Models
Helpful concepts

Helpful Concepts & Terminology

Backyard AI is primarily used with LLaMa 2 models that have been fine-tuned for conversations.

These models have been trained to continue a back-and-forth dialogue between two or more parties. The model generates text until it is about to start the user’s response, at which point it stops and allows you to add the user’s side of the chat.

Base Models

LLaMa

LLaMa is a large language model (LLM) developed by Meta. Recently, Meta released LLaMa2, a new and improved base model that is supported on Backyard AI.

The base model comes in several sizes, each one with a different number of parameters: 7B, 13B, 33B and 65B. A higher parameter count means more nuanced and accurate responses, while also requiring significantly more processing power.

Other Base Models

Other base models have been released that use the same architecture as LLaMa.

  • Mistral is a 7B base model that has largely replaced LLama 2 7B.
  • Yi is another powerful base model that comes in multiple parameter sizes.

These base models are supported on Backyard AI.

What is fine-tuning?

Fine-tuned models extend the capabilities of their base model. They are trained (via curated datasets) to generate text in a specific style, such as instruction-following, programming assistance, or roleplay.

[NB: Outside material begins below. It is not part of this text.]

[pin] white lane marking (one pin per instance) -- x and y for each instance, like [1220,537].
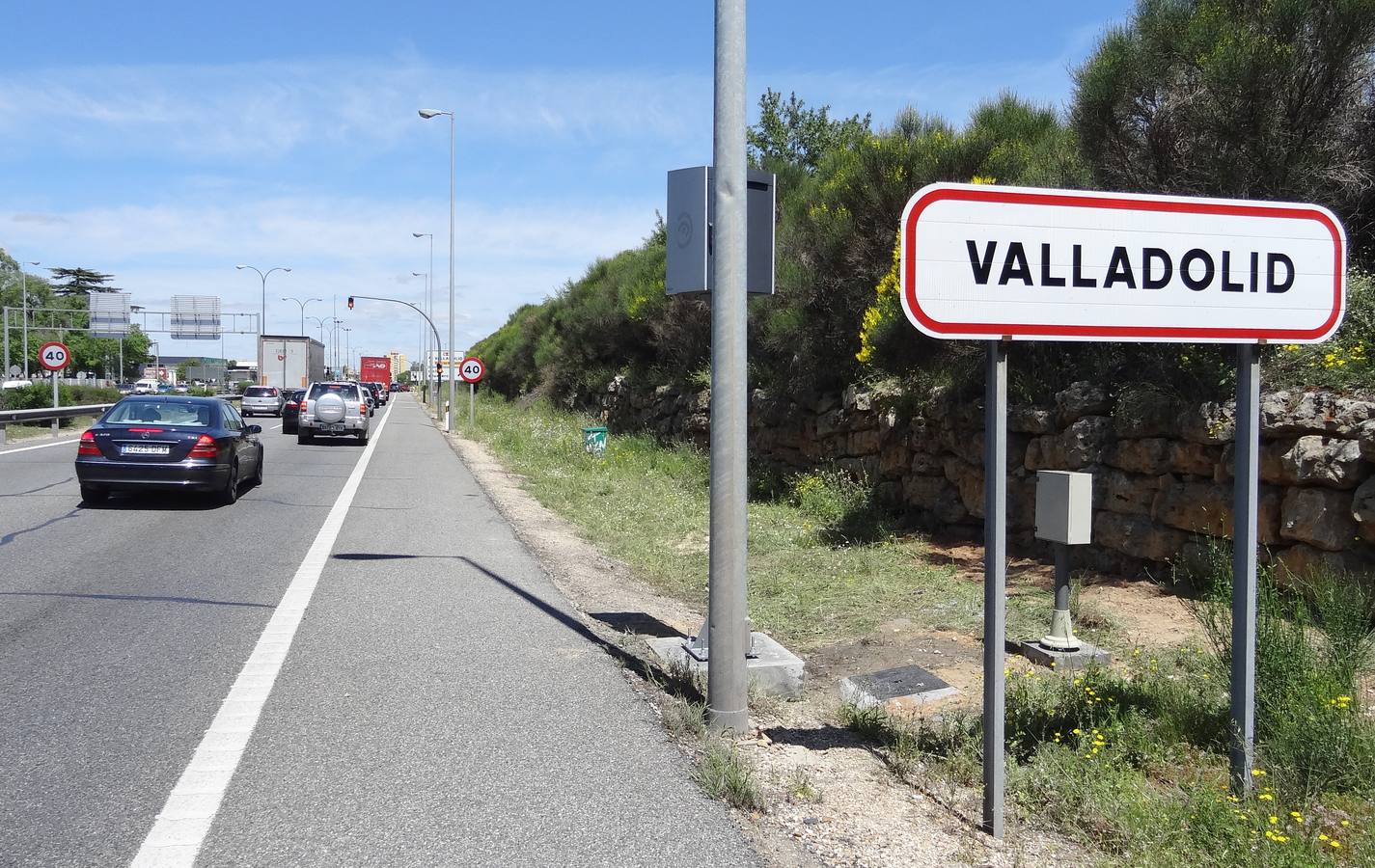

Each model in the Backyard AI marketplace is a fine-tuned model (the base model is never run directly). Each one has been trained on conversational datasets by various third parties.

Tokens

Large Language Models (LLM)s generate text by calculating which words are most likely to come next based on a given input sequence. This calculation requires that words be converted to numbers, i.e. "tokens". A token is approximately 3-4 letters.

Here is a visualization of text broken into tokens:

Tokenization

Context

The exact set of tokens processed when generating the next token is called the "context".

Models can only process a certain amount of context at once. LLaMa 1-based models are limited to a maximum of 2048 tokens, while LLaMa 2-based models can take in up to 4096 tokens.

Context Window

When your conversation history starts to exceed the context window, the older messages are removed incrementally from the model context. If you find the model forgetting something you talked about an hour ago, this is why.